If you think about it, even NFV has “service mesh” applications, things where the goal is not just to connect something but rather to fit that something into an application/service-feature framework.  It is possible to do that without a service mesh, using multiple steps and multiple products, but it’s additional complexity and integration.  It would make more sense to use a mesh, and that’s even more likely true if you consider that most of what carrier cloud does resembles cloud applications more than it does a network of physical devices.  Even 5G is likely to deploy more “control plane” VNFs than data-plane VNFs, and things like content delivery or IoT will be even more cloud-centric.

I think we got into the carrier-cloud-versus-cloud disconnect on virtual networking because the operator community has tended to look to bottom-up standards efforts to advance their state of technology.  This tends to harden them on the details before they’ve really established the requirements, and the labyrinthian standards processes take years to advance, where cloud computing is based on open-source initiatives and advances at ten times that pace.  What the cloud is with respect to network and hosting technology today, for example, is so far beyond where it was in 2013 it would be hard for someone of that day to even visualize what’s happened.  NFV, launched at the same time, is still churning along with the same vision as before.

Another contributing problem is the excessive focus on virtual CPE.  vCPE is the simplest and probably overall the least-valuable mission you could project for carrier cloud.  Service chaining, the linking of separately hosted components to create a virtual form of a multi-feature appliance, is the worst possible way of implementing a virtual device.  It’s too expensive in its use of hosting resources, less reliable, and much more operationally complex.  Sticking all the VNFs inside a universal CPE device or a single virtual machine (better yet, a container) would be smarter.  But focusing on vCPE has hidden the connectivity and hosting needs of broader applications of NFV, and so they’re not yet being understood, much less addressed.
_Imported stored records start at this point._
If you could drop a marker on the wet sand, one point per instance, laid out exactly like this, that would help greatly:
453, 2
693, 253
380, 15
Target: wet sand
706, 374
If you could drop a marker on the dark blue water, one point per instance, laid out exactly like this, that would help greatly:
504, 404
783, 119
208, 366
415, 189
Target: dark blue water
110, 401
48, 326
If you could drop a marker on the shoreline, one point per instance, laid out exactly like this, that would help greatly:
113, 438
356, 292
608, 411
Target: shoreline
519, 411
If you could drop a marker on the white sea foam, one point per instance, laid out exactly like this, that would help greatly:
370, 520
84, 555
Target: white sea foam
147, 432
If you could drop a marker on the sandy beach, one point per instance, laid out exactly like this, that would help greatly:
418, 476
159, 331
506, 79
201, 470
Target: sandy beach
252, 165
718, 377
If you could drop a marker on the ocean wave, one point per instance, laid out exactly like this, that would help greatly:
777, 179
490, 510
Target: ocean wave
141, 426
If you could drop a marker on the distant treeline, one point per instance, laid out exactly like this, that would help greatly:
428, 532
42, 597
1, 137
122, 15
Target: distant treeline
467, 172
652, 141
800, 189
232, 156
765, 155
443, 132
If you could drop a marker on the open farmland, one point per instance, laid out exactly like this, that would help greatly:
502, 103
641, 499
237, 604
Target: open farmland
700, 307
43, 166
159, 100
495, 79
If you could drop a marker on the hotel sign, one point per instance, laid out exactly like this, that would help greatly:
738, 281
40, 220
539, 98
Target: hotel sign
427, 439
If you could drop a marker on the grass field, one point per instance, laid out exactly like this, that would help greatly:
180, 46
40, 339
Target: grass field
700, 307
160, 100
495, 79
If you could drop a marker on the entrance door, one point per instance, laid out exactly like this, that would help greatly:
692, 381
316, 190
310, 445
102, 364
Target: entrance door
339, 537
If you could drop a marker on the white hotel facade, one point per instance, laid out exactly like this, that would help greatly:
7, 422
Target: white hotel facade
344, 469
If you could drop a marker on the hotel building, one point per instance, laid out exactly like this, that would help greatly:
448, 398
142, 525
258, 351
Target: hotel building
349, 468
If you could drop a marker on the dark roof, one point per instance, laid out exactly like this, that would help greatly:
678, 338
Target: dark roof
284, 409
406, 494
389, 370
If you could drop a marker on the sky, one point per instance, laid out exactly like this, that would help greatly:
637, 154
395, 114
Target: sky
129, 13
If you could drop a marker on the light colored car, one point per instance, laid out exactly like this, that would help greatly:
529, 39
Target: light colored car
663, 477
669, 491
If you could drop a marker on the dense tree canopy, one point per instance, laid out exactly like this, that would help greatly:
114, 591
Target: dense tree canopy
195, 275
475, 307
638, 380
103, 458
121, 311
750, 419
What did we miss?  Well, if you look at a “real” NFV opportunity, it’s hard to find one better than IMS, which in fact was my personal pick for a proof-of-concept for NFV back in 2013.  Everyone has seen a diagram of the components of IMS, and if you look carefully at one, you’ll see there are two places (the cell site interface to devices and the network gateway to the Internet) where there’s a clear and exposed public interface.  All of the other pieces of IMS talk only to each other.  Logically, then, what you’d like to have is a private subnetwork hosting “IMS” and exposing the two interfaces that are actually public.  That’s exactly how container hosting works in the cloud (Docker and Kubernetes each have different conceptions of “private subnetworks” but both require explicit exposure of the public addresses).  Where are the discussions of private subnetworks in carrier cloud?

The money, the ROI, is the real answer to my question about the bias of carrier cloud.  Anyone who believes that there is any significant incremental revenue to be had from things like virtual CPE is simply wrong.  The cloud industry is proving there is revenue in hosting parts of business applications and entirely new application models.  There’s also money to be earned from things like streaming video advertising and personalization, IoT, and so forth.  These are not connection applications, they’re experience applications, much like the applications we’re building in public cloud services today.  If operators want their share of the future, they need to do what the cloud is already doing.